En attendant de voir ces différents projets se réaliser avec le temps (et jusqu’à cette lettre adressée à Eddie Barclay, le 15 juillet, confirmant son planning : « Bloque des dates de studio pour septembre ou octobre. Je serai là »), tous les matins ou presque du premier semestre 1977 sont consacrés à l’écriture du nouvel album. Jacques travaille jusqu’à 11 heures environ, puis s’occupe de préparer la cuisine. Maddly : « Parfois, tandis qu’il épluchait ses légumes pour le déjeuner, il m’envoyait noter quelques vers qui lui trottaient dans la tête. Son orgue et sa voix portaient dans tout le village. Mais, sur le moment, il n’y faisait pas attention. Il chantait comme s’il était seul dans la nature[158]. » Un orgue électronique est venu en effet s’ajouter à la guitare qu’il avait emportée sur l’Askoy (et à l’accordéon dont on ne sait ce qu’il est advenu, une fois jetée l’ancre à Hiva Oa), en vue de la composition du nouvel album : un orgue Bontempi à double clavier et boîte à rythmes intégrée permettant de reproduire le son de divers instruments, que Jacques s’est fait livrer de Papeete par la « goélette ».

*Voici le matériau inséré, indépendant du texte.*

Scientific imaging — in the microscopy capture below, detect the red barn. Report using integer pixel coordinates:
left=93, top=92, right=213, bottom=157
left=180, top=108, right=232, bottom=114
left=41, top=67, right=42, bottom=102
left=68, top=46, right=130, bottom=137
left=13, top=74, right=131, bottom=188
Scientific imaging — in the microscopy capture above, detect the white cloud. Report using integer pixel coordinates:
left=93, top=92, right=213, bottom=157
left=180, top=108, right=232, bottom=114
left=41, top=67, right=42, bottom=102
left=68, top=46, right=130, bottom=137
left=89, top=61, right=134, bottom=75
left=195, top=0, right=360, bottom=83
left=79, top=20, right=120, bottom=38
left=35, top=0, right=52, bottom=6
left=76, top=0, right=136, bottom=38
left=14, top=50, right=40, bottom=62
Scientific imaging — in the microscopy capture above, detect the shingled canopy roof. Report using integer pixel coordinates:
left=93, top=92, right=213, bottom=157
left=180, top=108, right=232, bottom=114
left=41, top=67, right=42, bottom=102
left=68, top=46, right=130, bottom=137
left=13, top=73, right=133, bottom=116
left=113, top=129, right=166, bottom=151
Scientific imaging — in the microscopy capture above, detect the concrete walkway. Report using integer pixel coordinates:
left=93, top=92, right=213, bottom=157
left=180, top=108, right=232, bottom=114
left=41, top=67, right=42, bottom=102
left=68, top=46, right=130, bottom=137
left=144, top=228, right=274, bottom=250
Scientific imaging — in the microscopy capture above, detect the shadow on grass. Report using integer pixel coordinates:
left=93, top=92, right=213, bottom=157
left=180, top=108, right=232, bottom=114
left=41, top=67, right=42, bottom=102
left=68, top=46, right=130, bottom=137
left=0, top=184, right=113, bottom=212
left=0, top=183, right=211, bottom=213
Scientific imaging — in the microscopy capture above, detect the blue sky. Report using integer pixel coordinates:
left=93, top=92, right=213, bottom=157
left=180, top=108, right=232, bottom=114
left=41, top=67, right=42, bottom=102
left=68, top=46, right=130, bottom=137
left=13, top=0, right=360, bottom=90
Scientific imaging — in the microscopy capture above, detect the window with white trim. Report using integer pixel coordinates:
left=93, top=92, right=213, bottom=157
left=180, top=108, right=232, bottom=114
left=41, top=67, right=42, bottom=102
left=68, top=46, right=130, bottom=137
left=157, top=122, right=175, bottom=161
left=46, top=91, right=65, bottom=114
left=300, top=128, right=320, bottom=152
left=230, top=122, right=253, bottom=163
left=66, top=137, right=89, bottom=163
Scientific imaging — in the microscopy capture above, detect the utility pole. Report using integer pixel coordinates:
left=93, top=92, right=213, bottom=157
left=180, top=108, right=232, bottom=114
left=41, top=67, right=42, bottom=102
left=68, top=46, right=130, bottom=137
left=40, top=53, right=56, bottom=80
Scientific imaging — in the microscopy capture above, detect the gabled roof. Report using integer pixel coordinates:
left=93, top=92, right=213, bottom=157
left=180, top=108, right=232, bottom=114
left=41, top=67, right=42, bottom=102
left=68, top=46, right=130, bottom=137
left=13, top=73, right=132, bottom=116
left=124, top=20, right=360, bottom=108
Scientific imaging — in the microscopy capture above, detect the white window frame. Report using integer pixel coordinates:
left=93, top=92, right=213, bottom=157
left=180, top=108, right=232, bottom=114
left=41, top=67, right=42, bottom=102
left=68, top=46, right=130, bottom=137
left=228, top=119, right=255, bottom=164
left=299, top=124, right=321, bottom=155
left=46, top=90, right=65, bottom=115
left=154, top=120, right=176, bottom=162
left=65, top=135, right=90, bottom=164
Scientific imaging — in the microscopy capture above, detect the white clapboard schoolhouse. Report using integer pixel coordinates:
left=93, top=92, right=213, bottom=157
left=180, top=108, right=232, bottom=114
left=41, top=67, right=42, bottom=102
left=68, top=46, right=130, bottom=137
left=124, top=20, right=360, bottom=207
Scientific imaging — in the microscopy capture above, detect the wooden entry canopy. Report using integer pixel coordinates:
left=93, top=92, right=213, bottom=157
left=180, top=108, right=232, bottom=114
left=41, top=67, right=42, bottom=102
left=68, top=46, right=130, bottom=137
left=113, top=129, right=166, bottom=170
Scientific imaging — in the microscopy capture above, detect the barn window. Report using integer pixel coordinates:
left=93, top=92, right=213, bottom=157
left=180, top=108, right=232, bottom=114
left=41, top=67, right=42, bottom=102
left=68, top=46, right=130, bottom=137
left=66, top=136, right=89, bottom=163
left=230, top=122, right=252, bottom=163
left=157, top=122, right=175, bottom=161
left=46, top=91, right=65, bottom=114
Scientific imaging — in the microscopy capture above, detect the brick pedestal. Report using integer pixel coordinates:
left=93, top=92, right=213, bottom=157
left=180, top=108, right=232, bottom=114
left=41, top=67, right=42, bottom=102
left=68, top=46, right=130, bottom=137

Ce sera son dernier disque, mais, sur le coup, l’auteur-compositeur pense qu’il s’agit seulement du suivant, car il se sent en verve, depuis tout ce temps passé en mer, et il compte bien ne pas en rester là. On l’ignore en Europe, encore aujourd’hui, d’autant plus qu’on voit dans ce disque-là un album-testament (huit chansons sur douze y parlent de la mort), mais à Hiva Oa, en 1977, une chose est sûre et certaine : une fois mise en boîte cette première fournée d’outre-mer, Jacques Brel a la ferme intention de continuer à écrire et à enregistrer de nouvelles chansons. Plusieurs de ses relations d’Atuona l’ont d’ailleurs vu et entendu travailler en 1978 ; c’est-à-dire après le disque des Marquises, dont la sortie à grand renfort de marketing, le 17 novembre 1977, en contradiction totale avec ses souhaits de discrétion, semblait pourtant l’avoir dégoûté à jamais du show business… Mais visiblement pas de la création.